I made soap! I've been reading about it for months and I bought the ingredients before christmas, but it has taken till now to pluck up the courage to try it. The reason for my hestation was all the warnings about the sodium hydroxide, an essential ingredient in making cold pressed soap, this is otherwise know as caustic soda and is used as drain cleaner!


So I collected all my ingredients together, put newspaper on my worktop, put on my apron and gloves, and got on with it. I used coconut oil, olive oil and sunflower oil. The measurements have to be exact so that all the sodium hydroxide is used up in the chemical reaction with the oil that turns it into soap. There are lots of soap calculators on the internet so you can work out a safe recipe.


I measured out my oils and put them in a saucepan to melt together (the coconut oil is solid at room temperature) and I added the sodium hydroxide to the water in a jug (no pictures of this I was too scared of it). This is where you have to be really careful, wear rubber gloves, an apron and safety goggles and open a window, it makes nasty fumes and you don't want breath them in.
The oil and the sodium hydroxide need to be at the same temperature when they are mixed, I heated the oil and then made up the sodium hydroxide solution, this was the wrong way round. When added to water the sodium hydroxide solution heats up, really hot, and it took ages to cool, I had to warm the oil back up as it was too cold.


Next you mix the 2 together and stir. One recipe I read said the whisk for 45min! I used my stick blender, much easier (John came in at this point and took some pictures for me). You have to mix until it reaches 'trace', think thick custard. I couldn't say exctly how long this took maybe 5-10mins (not 45!). Just as it reaches trace I added some essential oil for fragrance. I wanted everyone in the house to use it so I chose lemon, I love lavender but John and Tom wouldn't use that. It looked and smelt like lemon curd.


Next it was poured into a tupperware container lined with baking parchment. It needs to cool slowly so I wrapped it in a towel and left it like that for 24hrs.

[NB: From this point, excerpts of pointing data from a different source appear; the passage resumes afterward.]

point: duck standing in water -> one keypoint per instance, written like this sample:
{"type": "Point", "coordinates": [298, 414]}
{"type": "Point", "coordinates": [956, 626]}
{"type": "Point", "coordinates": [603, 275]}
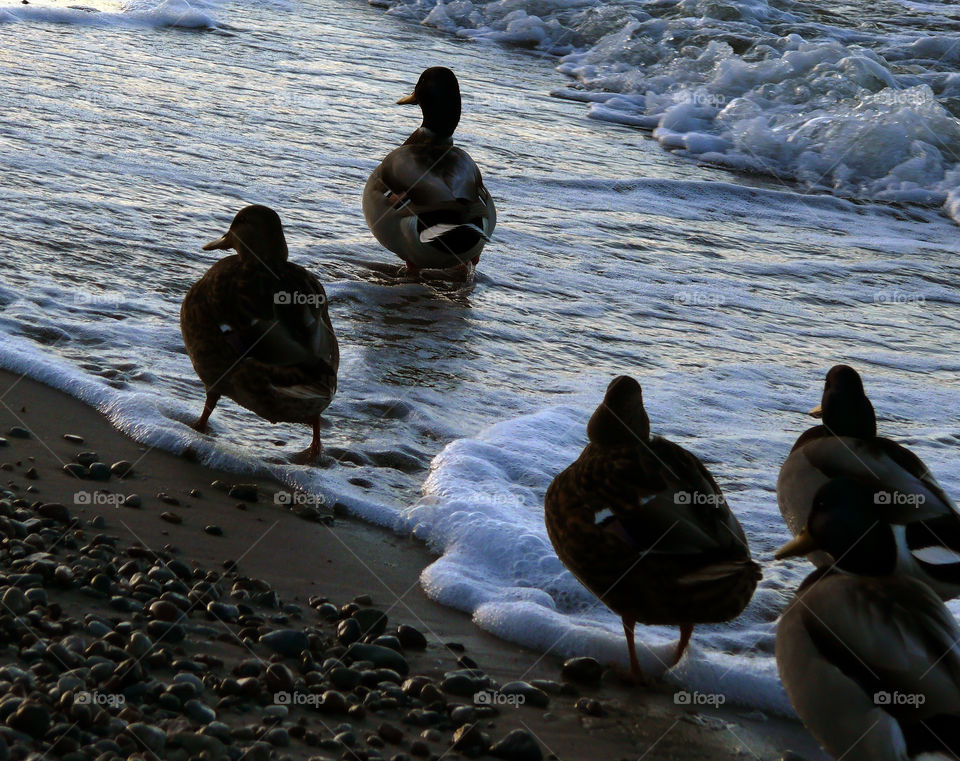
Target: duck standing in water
{"type": "Point", "coordinates": [921, 517]}
{"type": "Point", "coordinates": [257, 329]}
{"type": "Point", "coordinates": [869, 658]}
{"type": "Point", "coordinates": [426, 201]}
{"type": "Point", "coordinates": [643, 525]}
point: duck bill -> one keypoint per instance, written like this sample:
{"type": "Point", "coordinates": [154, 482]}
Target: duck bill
{"type": "Point", "coordinates": [799, 545]}
{"type": "Point", "coordinates": [224, 241]}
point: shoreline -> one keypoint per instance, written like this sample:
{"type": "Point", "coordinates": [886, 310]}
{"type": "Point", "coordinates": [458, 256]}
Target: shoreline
{"type": "Point", "coordinates": [266, 540]}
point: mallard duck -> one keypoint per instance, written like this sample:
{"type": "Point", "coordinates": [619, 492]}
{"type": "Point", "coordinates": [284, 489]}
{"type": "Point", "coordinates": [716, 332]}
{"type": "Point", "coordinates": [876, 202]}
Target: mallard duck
{"type": "Point", "coordinates": [257, 329]}
{"type": "Point", "coordinates": [643, 525]}
{"type": "Point", "coordinates": [869, 659]}
{"type": "Point", "coordinates": [426, 201]}
{"type": "Point", "coordinates": [924, 519]}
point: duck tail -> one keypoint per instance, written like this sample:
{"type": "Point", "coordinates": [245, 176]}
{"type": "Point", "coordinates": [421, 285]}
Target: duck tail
{"type": "Point", "coordinates": [437, 231]}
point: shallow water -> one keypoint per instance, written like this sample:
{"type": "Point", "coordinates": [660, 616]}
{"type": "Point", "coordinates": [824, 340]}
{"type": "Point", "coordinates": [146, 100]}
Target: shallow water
{"type": "Point", "coordinates": [131, 135]}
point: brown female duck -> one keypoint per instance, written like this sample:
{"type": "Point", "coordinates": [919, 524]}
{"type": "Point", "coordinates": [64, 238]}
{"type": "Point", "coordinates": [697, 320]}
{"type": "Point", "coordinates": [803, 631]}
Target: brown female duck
{"type": "Point", "coordinates": [257, 329]}
{"type": "Point", "coordinates": [643, 525]}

The next day I turned it out and cut it into bars, you still need to wear rubber gloves when handling it. It will need to be 'cured' for 6 weeks before it is ready to use. It is very 'rustic' looking, I didn't smooth the top enough when I poured it and I think I need to find a better mould. I cut it into different sized pieces, big ones for the shower and smaller ones for the sinks, I may grate the wobbly edge pieces to use in my laundry detergent.
I'm really pleased, it wasn't really scary at all, you just have to be sensible. I'm planing my next batch already (lavender!) and am reading up on making shampoo bars, which would be great for taking on hoilday, and other homemade toiletries.